Most headlines today feed on the end of three-months old political crisis. With a new Government and a fairly strong support from the Parliament, Romania seems ready to return to its business. But that's not a rule, as history proves it, and the appetite for scandal may re-open scandals at any time.

At least one of the news yesterday is to be followed for some time from now on: Conservative Party head Dan Voiculescu is under criminal pursuit for money laundering, but he claims it's all because he lead the president's suspension commission.

Far from the political stage, some good things seem to happen with Romania's economy. Romanians will earn double in 2013, Evenimentul Zilei reads, reaching an average income of 1,700 lei, meaning some 544 de euro.

The exchange rate for 2012 is expected to be 3.10 RON / euro, compared to 3.35 today. With a growing gross national product (estimated at 222 billion euros in 2013), wages will also reach new levels and the current account deficit will decrease, the same newspapers say.

Beyond the optimistic predictions, Romanians aren't doing so bad today either. Human Resource and Marketing managers in Romania earn 1,000 euros more than their European homologues, making corporations say that "Low wages in Romania are on the verge to becoming a myth", Cotidianul reads.
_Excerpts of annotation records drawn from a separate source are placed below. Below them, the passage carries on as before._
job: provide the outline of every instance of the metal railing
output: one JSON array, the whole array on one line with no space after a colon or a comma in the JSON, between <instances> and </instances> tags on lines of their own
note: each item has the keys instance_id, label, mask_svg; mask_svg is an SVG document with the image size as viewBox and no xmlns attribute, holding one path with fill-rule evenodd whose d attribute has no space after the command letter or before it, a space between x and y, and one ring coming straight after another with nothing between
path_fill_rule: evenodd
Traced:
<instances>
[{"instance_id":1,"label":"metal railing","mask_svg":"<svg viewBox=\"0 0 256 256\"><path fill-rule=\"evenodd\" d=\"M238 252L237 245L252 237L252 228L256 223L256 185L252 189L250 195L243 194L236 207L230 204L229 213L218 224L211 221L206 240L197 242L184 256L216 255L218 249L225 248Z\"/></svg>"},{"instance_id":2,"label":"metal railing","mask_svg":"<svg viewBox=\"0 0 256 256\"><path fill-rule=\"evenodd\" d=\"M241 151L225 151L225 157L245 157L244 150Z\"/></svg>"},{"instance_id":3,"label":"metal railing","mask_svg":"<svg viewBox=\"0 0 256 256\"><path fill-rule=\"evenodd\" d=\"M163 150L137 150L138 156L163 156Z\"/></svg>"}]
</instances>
So, where there's money, there should be luxury, so luxury real estate moguls fell more and more attracted by the Romanian market. Even Donald Trump, who is about to sign a collaboration protocol with Romanian institutions for future investments in office buildings and luxury real estate construction, same Cotidianul informs.

Also in business, US and Canadian oil and gas companies are interested in Romanian abandoned deposits, Encana, Marathon and Sterling being just some of the bidders, Gandul found out.

"The resources are too poor to be exploited without new and expensive technology, but they can afford it", says Octavian Cojocaru, deputy general manager at the Romanian Mineral Resources Agency (ANRM).

But enough good news. Back into politics, a political crisis similar to the one Romania just solved is about to burst violently in Ukraine. The duel between the president and the prime minister has all odds to become a street fight between their supporters, after the Ukrainian president dissolved the Parliament on Tuesday, Evenimentul Zilei reads.

In Romania, the problem was solved "the easy way": "New cabinet - voted for fear of early elections", Gandul reads.

But things aren't all that easy for Dan Voiculescu, head of the Conservative Party, and his daughter, Camelia Voiculescu, now under criminal pursuit for money laundering in favor of the party vice president, George Copos (also former vice prime minister for PM Tariceanu), Gandul and most other newspapers read.

And, for the taste, a piece of news we've been expecting for 17 years: two retired generals - Victor Athanasie Stanculescu and Mihai Chitac - were sentenced to 15 years in jail for the violent repression of the Romanian Revolution in Timisoara, in December 1989, Jurnalul National reads.

The sentenced can be appealed, but it's the gesture that counts after almost two decades without any guilty parties.